A survey on the users perception on the effectiveness of anti-spam products was carried out by Brockmann’s & Company. They surveyed 520 people working in IT, sales, marketing, finance, human resources and administration, or C-level executives.
The rate of customers who are not “very satisfied” is more than 70 percent for six of the eight types of anti-spam technologies. Commercial software filters, such as those produced by McAfee, Symantec and Trend Micro, fully satisfy just 22 percent of users, the report found. Filters that come with email clients, like those from Apple, IBM Lotus and Microsoft, fully satisfy only 21 percent of customers.
Satisfaction rates are similarly low for business-class email hosting providers, filtering appliances, and reputation systems known as “real-time black lists” from Commtouch, IronPort and Spamhaus.
The worst-performing technology appears to come from open source projects like SpamPal and SpamAssassin, which fully satisfy just 16 percent of users.

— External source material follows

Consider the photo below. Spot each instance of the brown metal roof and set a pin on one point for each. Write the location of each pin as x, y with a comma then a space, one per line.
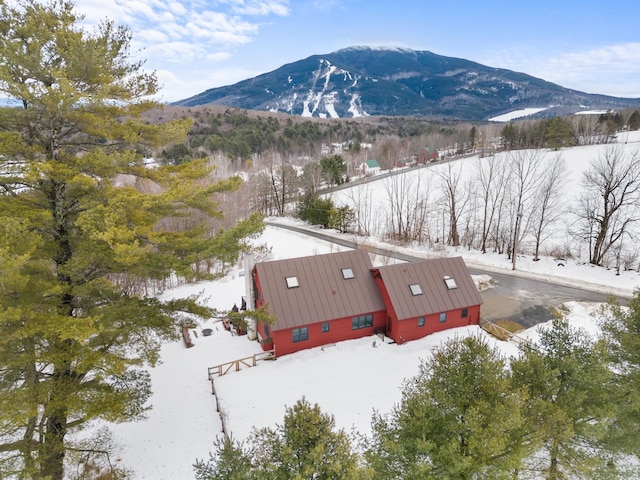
323, 294
430, 275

The most-satisfied customers use challenge-response vendors, which fully satisfied users 67 percent of the time.
Challenge-response tools allow messages from known senders without interruption, since virtually all spam comes from first-time senders. First-time senders are challenged with a reply email telling them to reply, click on a URL, or visit a website to complete delivery of the message.
“This procedure overcomes the weakness of spammers since spammers never monitor the reply-to accounts of their messages,” the Brockmann report said.
Hosted email filtering services such as Google-Postini, AppRiver, and MXLogic performed second best, as customers report being very satisfied 42 percent of the time. These services use the processing power of Internet data centres to scour enormous quantities of email and find suspicious messages, Brockmann said.
People get an average of 11 spam messages per day, accounting for 15 percent of all messages, Brockmann said. That’s after the work done by spam filters. Before filtering, probably 90 percent of email is spam, they say.